All students must complete 43 credit hours of required courses, also known as the Core Requirements. It recommended that students complete these courses prior to the Area of Emphasis Courses.
Goals of the Core Requirements
The College Experience
Skills for Work and Life
- ENGL 106 Writing for Academic & Professional Success – 3 credit hours
- PHIL 101 Logic & Problem Solving – 3 credit hours
- COM 101 Introduction to Communication & Public Speaking – 3 credit hours
- COM 224 Cross-Cultural Communication – 3 credit hours
Understanding the Self, Society, and Nature
Arts and Humanities (select 2)
- FNAR 248 Music & Culture – 3 credit hours
- HIS 250 Contemporary World History – 3 credit hours
- ENGL 210 World Literature – 3 credit hours
Social Sciences (select 3)
- PSYC 100 Foundations of Psychology – 3 credit hours
- POLS 102 Politics and Citizenship – 3 credit hours
- SOCY 101 Social Issues – 3 credit hours
- ECON 100 Introduction to Economics – 3 credit hours
Religious Studies / Ethics
An area of emphasis gives a student the opportunity to explore several academic fields. The area of emphasis also serves as preparation for a major or minor in a Bachelor’s Degree program on Trinity’s Main Campus. Three areas of emphasis are offered for the A.A.: Business, Social and Behavioral Sciences, and Arts and Humanities.

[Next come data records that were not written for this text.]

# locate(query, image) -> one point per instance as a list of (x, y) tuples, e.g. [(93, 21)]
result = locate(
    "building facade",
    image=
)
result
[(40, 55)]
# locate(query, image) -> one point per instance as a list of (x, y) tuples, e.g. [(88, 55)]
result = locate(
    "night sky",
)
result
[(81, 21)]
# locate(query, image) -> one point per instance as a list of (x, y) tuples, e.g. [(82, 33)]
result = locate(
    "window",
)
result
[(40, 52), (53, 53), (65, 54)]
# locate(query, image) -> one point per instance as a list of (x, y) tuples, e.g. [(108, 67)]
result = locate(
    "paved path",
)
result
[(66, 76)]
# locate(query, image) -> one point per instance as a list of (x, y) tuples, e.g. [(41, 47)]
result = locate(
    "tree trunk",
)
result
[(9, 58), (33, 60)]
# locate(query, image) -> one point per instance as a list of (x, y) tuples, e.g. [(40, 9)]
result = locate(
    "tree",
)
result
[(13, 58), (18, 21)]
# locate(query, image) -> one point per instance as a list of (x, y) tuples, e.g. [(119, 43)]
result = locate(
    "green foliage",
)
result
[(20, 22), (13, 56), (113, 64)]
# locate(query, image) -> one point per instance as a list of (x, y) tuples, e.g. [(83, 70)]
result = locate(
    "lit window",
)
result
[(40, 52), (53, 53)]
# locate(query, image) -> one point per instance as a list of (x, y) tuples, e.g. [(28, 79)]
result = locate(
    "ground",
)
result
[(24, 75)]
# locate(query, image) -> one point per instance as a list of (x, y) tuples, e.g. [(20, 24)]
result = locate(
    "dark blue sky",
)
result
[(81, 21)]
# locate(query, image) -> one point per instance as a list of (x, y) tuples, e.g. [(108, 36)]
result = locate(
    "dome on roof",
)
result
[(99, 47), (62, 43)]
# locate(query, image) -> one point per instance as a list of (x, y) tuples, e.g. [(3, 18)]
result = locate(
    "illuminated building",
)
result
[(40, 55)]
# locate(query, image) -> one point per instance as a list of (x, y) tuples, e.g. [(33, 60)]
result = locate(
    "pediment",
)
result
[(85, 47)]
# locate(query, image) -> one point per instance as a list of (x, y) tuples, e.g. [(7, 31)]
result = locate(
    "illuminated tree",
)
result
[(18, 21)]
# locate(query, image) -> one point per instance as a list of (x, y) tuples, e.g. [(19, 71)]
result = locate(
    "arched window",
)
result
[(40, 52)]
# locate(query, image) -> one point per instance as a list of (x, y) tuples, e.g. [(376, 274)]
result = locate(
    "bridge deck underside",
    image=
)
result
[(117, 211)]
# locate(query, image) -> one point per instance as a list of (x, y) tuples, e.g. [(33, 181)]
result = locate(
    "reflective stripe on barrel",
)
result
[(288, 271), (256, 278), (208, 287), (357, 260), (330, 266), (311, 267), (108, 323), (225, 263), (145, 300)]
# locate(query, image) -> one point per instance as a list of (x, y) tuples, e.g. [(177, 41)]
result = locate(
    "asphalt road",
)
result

Students are to take an additional 12 credit hours in various disciplines to complete their area of emphasis. The students will complete their degree by taking the Capstone course, in which a final project/paper is produced which allows student to demonstrate that they have met the program goals.
- BADM 100 Fundamentals of Business- 3 credits
- BADM 230 Marketing Theory and Practice – 3 credits
- BADM 250 Principles of Management and Leadership – 3 credits
- ENGL 217 Early African American Literature – 3 credits
- FNAR 222 Architecture, Cities, and Society – 3 credits
- GST 102 Introduction to the Humanities – 3 credits
- HUMR 213 Introduction to Counseling – 3 credits
- POLS 274 Politics Literature and Film – 3 credits
- PSYC 210 Theories of Social Psychology – 3 credits
- RST 244 Religion and Capitalism – 3 credits
- SOCY 240 Work and Society – 3 credits
Capstone Learning Experience
All students must demonstrate or develop fundamental academic competencies at the beginning of their studies for the A.A. degree. Incoming students will take skills inventories in reading, composition, and mathematics. The purpose of the skills inventory is to promote student success by placing students in classes appropriate to their skill level.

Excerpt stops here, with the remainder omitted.